Re: Leading science-and-faith discussions at our churches

George Murphy (
Sat, 14 Feb 1998 08:21:57 -0500

Loren Haarsma wrote:
> I suspect that quite a few of us would be willing to lead science-and-
> faith discussions or Sunday school classes at our churches, but we are
> daunted by the barriers in getting such a class going. I'd like start a
> thread of ideas on how to overcome those barriers.
> Ideas on...
> 1) How to announce and arrange such a class.
> 2) Getting materials and time to prepare.
> Others barriers?
> ----
> 1) How to arrange a class? I think you have to start by talking to the
> pastor. Simply tell him or her that you've spent time reading and
> thinking about science-and-faith issues, and you're willing to be a
> "resource person." (For example: to recommend books on specific topics
> and help answer questions a church member might bring to the pastor; to
> talk to young people thinking about a career in science and wondering
> how that fits with a Christian life; and perhaps to lead a short series
> of discussions or adult Sunday school classes on science-and-faith
> issues, or maybe a single talk on a mid-week evening.) If your church
> has an adult Sunday school coordinator, tell him or her also.
> After that, it's up to the pastor. The pastor and council must decide
> whether or not anything further happens, because they are the ones
> charged with leading the church. (However, most likely *nothing* will
> happen unless the idea is planted.)
> Other ideas?

A few comments from the pastoral side:
1) The pastor is supposed to be the chief theologian of the
congregation, but certainly shouldn't be the _only_ theologian, and
doesn't need to pretend to be an expert on everything.

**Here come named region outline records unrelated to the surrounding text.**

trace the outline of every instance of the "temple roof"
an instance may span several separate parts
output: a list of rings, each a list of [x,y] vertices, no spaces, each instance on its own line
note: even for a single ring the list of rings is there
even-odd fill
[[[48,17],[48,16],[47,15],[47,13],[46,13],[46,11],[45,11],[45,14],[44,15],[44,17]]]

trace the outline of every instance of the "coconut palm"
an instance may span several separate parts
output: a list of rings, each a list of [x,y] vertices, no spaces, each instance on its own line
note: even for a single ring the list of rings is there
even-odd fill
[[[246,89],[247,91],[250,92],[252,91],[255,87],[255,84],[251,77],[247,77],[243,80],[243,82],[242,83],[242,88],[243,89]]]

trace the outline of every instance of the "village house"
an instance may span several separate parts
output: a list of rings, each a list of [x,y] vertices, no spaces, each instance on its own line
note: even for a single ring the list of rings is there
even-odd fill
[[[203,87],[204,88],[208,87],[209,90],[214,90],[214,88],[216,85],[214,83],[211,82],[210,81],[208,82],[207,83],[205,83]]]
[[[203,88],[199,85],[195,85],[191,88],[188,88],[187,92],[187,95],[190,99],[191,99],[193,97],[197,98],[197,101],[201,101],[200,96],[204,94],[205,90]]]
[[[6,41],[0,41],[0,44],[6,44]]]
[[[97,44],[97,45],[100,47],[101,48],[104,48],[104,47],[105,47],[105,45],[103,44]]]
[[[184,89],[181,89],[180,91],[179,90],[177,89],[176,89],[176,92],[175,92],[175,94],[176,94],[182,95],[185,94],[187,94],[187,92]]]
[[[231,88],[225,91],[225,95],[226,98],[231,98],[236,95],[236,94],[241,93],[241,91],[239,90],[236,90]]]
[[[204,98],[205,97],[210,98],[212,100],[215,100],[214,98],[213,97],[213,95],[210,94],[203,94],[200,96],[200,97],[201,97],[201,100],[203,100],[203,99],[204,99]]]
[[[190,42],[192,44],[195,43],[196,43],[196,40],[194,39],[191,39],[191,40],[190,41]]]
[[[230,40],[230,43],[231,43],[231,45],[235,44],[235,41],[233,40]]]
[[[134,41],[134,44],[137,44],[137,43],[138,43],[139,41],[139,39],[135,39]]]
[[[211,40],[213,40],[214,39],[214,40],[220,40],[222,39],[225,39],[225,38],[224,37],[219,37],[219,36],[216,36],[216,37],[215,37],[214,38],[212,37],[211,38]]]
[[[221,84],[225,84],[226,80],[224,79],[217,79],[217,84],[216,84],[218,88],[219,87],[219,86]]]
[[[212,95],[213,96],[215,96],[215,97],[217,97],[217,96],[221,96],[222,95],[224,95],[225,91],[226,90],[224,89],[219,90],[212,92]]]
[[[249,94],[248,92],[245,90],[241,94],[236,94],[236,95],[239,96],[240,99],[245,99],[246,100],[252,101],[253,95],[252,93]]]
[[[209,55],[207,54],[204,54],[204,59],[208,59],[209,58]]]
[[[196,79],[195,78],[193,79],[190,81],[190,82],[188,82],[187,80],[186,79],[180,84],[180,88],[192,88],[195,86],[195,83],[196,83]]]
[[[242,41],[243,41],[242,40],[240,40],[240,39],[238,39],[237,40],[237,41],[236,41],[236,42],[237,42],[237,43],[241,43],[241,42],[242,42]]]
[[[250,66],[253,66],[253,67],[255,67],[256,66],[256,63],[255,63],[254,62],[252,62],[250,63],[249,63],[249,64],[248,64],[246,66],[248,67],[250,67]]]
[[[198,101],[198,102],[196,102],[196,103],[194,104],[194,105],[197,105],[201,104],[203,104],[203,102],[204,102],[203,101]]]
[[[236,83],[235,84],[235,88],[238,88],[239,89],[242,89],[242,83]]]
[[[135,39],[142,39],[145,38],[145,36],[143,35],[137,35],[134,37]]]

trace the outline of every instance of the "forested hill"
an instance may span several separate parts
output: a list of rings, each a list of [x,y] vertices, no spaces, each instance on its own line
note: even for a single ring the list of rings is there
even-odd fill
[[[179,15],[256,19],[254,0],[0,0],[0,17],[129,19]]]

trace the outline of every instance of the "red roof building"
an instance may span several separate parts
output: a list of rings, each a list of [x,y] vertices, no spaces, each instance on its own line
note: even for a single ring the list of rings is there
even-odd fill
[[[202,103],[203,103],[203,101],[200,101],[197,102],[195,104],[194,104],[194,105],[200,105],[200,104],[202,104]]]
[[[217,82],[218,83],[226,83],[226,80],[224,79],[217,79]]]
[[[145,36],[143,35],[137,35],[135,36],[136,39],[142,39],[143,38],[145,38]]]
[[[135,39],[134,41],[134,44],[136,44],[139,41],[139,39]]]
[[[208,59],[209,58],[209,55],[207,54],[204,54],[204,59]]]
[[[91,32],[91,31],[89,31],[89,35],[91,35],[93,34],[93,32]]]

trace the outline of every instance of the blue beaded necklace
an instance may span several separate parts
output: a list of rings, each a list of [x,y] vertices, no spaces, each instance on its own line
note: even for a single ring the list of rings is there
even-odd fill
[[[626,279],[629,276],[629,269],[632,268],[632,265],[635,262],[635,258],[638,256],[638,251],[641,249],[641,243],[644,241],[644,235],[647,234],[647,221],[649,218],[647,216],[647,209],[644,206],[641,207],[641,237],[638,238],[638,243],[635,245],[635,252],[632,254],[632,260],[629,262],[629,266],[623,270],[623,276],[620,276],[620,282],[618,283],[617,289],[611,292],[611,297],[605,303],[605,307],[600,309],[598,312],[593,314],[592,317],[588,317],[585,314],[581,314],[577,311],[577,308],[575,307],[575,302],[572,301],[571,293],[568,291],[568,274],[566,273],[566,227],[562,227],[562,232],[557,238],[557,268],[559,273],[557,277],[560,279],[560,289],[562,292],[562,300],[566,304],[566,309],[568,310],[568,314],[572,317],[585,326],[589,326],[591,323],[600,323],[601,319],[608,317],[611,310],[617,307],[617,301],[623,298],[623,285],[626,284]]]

A format in
which the pastor as well as experts in other areas are invloved in
teaching & leading discussion is a possibility.
2) However the class going to be taught, there should be
discussion with the pastor about his/her theological views on the topics
under consideration.
3) You can start off with a SS class, adult forum, or whatever,
with a relatively non-threatening survey of "science and religion"
without getting too detailed, or making a lot of commitments, on
especially controversial topics. Then it's likely that there will be
enough interest to develop some spin-offs on specific topics like
cosmology, creation and evolution, bioethics, environmental theology,
AI, &c. Depending on the congregation, there may be expertise in
various of these areas.

> 2) Preparation time can be drastically reduced if you start with
> prepared material. Unfortunately, I don't know of any commercially
> available.

Few members of an adult SS class will do lots of homework. 1 or
2 pages a week is probably enough. I generally do just some notes of a
few of the important topics, important quotations, biblical & other
references &c. (Using different colors of paper can relieve drabness -
as all elementary school teachers know.) More detailed resources are
probably more helpful for the leaders than other participants, though
they should be made available to all who are interested.
FASE (The Faith & Science Exchange) in New England has an adult
curriculum for a general science-theology class. I don't have my copy
at hand, but they can be reached via
The Boston Theological Institute
210 Herrick Road
Newton Centre MA 02159 .
My own book _The Trademark of God_ is specifically for the
creation and evolution topic for adult laypeople. It has a fairly
extensive leader's guide. (My apologies if I always seem to be shilling
for this book but it is true that there aren't many resources designed
for this niche.)

> But I will gladly give out the notes from the classes my wife and I
> taught at Park Street Church last year. It was a six-week class, and
> the notes are quite detailed (including a bibliography and handouts).
> Does anyone else have similar notes that they're willing to share?
I have sets of handouts for several classes I've led at St.
Mark, including a general survey, creation, and bioethics.